In the initial stage of this project, a video-capturing setup was not available. To address this limitation, videos with different bee configurations were created using Python scripts. The TensorFlow bee_dataset was used to obtain the bee images. Background removal techniques were applied to these images, and they were used to generate videos by placing bee images. The bounding box annotations for the object detection algorithm also generate automatically.

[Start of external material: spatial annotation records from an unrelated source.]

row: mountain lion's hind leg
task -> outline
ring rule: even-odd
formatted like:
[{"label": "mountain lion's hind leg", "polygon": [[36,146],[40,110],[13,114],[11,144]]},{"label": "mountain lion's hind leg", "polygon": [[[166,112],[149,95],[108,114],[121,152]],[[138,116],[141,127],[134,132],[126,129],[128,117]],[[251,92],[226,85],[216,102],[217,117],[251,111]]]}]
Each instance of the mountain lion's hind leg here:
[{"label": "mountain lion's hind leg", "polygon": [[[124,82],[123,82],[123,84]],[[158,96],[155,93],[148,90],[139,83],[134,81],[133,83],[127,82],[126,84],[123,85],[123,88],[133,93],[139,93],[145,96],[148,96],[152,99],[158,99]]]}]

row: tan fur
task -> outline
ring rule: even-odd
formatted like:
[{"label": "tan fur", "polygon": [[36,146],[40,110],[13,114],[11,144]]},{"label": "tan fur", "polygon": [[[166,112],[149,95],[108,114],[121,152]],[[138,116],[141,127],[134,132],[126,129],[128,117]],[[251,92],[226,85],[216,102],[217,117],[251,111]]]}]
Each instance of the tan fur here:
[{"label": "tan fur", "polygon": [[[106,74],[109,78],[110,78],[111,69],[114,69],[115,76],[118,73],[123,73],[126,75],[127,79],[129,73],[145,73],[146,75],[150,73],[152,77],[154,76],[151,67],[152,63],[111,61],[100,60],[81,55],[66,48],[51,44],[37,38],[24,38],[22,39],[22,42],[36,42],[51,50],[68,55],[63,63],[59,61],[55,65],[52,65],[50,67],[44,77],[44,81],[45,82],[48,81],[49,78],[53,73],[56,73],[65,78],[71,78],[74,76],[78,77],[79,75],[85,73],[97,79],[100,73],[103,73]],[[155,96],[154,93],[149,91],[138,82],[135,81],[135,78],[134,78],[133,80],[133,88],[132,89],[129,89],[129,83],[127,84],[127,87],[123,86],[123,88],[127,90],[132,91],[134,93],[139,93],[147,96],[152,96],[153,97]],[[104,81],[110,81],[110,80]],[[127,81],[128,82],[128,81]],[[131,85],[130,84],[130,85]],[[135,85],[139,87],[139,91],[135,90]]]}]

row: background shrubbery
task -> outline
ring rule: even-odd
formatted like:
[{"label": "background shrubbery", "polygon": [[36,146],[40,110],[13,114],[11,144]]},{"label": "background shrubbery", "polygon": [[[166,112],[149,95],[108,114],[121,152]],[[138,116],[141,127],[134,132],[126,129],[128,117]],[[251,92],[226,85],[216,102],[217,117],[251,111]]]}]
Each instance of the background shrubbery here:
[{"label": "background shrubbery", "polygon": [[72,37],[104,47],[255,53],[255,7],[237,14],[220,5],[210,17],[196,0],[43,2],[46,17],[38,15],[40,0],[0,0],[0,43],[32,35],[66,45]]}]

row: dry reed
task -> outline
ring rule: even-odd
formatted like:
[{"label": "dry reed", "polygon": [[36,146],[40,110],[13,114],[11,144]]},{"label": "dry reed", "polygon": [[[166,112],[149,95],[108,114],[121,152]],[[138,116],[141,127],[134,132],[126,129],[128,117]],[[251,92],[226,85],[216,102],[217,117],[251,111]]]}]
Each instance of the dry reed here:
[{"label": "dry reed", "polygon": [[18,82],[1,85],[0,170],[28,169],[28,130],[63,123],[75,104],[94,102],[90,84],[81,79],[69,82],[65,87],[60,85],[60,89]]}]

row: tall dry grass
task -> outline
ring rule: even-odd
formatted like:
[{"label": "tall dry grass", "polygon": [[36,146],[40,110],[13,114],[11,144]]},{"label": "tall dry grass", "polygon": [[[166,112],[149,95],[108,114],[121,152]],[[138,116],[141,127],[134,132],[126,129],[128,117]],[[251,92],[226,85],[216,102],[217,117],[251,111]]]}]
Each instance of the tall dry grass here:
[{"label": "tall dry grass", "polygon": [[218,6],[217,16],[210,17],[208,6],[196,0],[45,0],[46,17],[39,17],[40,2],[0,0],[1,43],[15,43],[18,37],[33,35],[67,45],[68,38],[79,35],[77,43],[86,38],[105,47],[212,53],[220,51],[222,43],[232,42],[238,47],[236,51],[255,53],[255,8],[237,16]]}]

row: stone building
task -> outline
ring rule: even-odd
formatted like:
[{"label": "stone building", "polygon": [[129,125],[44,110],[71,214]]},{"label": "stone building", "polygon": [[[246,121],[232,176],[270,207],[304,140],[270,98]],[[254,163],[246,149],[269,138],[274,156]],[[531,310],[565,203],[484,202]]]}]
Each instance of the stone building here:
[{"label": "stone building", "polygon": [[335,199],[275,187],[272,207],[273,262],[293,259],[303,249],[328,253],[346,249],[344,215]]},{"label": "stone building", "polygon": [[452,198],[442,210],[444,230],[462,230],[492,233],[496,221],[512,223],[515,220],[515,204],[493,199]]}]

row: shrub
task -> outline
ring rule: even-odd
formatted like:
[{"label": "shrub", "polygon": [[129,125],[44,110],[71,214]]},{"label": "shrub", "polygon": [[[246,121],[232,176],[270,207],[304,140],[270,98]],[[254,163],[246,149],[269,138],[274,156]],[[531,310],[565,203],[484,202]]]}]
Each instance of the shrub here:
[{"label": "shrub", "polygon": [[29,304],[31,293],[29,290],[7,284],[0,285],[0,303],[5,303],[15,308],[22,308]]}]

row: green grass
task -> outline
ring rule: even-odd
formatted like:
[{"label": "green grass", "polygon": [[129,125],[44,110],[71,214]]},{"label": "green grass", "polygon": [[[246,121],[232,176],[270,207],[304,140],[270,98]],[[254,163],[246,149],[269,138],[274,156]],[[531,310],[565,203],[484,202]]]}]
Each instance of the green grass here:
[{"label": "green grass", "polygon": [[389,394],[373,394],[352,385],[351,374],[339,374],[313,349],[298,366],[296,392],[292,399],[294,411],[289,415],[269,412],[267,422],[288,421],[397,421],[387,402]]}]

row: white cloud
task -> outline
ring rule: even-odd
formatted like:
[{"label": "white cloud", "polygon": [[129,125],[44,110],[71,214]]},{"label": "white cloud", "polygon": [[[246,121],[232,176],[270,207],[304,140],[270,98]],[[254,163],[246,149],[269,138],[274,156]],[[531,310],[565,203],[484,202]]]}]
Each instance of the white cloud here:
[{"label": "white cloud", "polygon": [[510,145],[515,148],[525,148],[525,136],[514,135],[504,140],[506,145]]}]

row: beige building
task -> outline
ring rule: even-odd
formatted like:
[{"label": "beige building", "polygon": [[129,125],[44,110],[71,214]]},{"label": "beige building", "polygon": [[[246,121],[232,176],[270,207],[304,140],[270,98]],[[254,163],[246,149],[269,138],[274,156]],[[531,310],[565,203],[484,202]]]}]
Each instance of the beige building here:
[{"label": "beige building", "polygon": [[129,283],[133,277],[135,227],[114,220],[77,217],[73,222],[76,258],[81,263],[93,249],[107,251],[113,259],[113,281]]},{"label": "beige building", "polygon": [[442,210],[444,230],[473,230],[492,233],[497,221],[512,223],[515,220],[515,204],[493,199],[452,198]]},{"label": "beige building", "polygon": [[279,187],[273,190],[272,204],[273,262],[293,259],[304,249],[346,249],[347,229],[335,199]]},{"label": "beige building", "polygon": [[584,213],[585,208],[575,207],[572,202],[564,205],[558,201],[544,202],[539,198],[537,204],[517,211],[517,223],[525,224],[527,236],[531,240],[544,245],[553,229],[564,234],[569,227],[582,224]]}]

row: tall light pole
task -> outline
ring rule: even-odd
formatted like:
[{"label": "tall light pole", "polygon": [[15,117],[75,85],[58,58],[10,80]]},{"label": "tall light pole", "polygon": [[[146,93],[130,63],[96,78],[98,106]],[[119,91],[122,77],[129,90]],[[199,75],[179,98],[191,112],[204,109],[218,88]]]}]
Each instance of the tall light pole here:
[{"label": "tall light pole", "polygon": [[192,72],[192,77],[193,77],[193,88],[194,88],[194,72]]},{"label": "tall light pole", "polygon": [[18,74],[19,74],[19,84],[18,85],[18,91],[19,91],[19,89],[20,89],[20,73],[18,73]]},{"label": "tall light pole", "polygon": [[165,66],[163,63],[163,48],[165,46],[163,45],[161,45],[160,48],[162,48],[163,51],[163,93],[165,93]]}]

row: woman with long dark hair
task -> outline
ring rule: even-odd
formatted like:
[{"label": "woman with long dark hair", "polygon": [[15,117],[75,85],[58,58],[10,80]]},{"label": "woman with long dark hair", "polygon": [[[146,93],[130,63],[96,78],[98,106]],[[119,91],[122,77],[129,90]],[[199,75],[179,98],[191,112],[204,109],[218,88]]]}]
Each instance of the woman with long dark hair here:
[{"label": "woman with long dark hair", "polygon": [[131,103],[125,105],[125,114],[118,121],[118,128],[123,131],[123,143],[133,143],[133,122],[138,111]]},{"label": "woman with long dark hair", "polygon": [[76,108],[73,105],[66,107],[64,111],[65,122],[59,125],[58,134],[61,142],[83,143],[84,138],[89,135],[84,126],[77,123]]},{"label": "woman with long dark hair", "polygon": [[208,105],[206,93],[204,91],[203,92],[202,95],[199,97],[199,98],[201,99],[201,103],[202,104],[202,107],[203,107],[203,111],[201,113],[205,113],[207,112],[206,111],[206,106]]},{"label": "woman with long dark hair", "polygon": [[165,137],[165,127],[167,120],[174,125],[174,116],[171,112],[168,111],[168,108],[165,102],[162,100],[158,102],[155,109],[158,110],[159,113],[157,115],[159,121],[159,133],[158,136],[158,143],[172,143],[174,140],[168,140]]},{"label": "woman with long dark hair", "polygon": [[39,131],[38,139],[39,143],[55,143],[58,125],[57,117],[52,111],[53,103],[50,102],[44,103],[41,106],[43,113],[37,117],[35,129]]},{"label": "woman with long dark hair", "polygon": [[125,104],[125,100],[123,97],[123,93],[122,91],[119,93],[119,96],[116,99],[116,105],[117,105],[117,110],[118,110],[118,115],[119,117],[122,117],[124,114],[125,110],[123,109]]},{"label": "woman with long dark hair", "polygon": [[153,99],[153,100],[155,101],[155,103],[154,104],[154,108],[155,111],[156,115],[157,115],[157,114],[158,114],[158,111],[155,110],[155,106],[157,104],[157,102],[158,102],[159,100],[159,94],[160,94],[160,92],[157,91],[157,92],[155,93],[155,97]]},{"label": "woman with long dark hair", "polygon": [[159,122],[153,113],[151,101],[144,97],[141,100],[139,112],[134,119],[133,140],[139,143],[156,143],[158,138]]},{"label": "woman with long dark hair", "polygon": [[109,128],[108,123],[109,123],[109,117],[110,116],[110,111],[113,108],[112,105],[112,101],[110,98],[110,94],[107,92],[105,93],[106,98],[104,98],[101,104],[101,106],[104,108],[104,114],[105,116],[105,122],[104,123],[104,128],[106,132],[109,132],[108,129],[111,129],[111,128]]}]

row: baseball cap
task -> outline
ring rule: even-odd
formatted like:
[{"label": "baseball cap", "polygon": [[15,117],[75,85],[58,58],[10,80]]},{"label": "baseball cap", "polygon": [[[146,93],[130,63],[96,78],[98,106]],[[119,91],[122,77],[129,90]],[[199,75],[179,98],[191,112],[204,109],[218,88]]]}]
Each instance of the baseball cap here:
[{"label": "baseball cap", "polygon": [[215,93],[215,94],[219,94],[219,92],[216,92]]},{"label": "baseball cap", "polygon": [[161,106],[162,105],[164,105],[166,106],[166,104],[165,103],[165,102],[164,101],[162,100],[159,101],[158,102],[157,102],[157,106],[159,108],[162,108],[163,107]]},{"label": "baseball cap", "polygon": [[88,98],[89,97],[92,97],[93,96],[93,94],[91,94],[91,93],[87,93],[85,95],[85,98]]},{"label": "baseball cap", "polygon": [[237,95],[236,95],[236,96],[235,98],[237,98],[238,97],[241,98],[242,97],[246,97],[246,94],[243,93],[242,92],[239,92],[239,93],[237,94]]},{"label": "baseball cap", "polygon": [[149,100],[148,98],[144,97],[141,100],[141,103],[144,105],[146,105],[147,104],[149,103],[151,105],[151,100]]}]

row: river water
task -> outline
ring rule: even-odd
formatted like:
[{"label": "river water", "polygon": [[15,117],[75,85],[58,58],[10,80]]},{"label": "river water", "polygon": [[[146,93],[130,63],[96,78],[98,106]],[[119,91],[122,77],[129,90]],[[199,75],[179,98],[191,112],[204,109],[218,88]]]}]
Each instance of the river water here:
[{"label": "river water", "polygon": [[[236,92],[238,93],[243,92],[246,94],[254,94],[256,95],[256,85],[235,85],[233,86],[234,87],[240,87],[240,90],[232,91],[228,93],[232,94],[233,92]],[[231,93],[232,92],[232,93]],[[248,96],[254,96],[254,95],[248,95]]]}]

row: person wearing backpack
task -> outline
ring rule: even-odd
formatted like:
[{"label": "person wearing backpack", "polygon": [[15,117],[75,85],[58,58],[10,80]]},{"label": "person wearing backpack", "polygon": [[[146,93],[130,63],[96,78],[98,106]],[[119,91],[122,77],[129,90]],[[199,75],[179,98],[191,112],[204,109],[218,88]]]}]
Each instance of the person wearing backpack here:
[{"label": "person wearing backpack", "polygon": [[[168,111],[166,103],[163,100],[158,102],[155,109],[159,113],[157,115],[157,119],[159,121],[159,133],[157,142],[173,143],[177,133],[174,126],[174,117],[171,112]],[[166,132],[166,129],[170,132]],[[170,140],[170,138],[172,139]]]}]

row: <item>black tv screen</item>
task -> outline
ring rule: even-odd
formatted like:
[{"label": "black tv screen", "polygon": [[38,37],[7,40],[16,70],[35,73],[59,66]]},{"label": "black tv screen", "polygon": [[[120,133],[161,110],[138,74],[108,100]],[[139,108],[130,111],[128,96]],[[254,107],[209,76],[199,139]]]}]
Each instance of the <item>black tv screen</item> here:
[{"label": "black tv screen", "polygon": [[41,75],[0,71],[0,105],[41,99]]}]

The YOLOv8 object detection model was chosen and trained for identifying Poland and non-Poland bees. For efficient object tracking, the Byte-Track algorithm was used due to its excellent speed and accuracy.




GUI

Realtime Camera Processing Process Stoped
realtime camera image processing_bee_video process stop

The GUI is designed using the PySide6 Python library.

GUI App Features

  • The user can monitor bee statistics in real-time, and they can set a time limit in seconds, minutes, or hours.
    Once the time limit is reached, the process stops. Additionally, users can halt the process in the middle of capturing.

  • Users also have the ability to upload recorded videos. The app will then provide bee statistics from the uploaded video.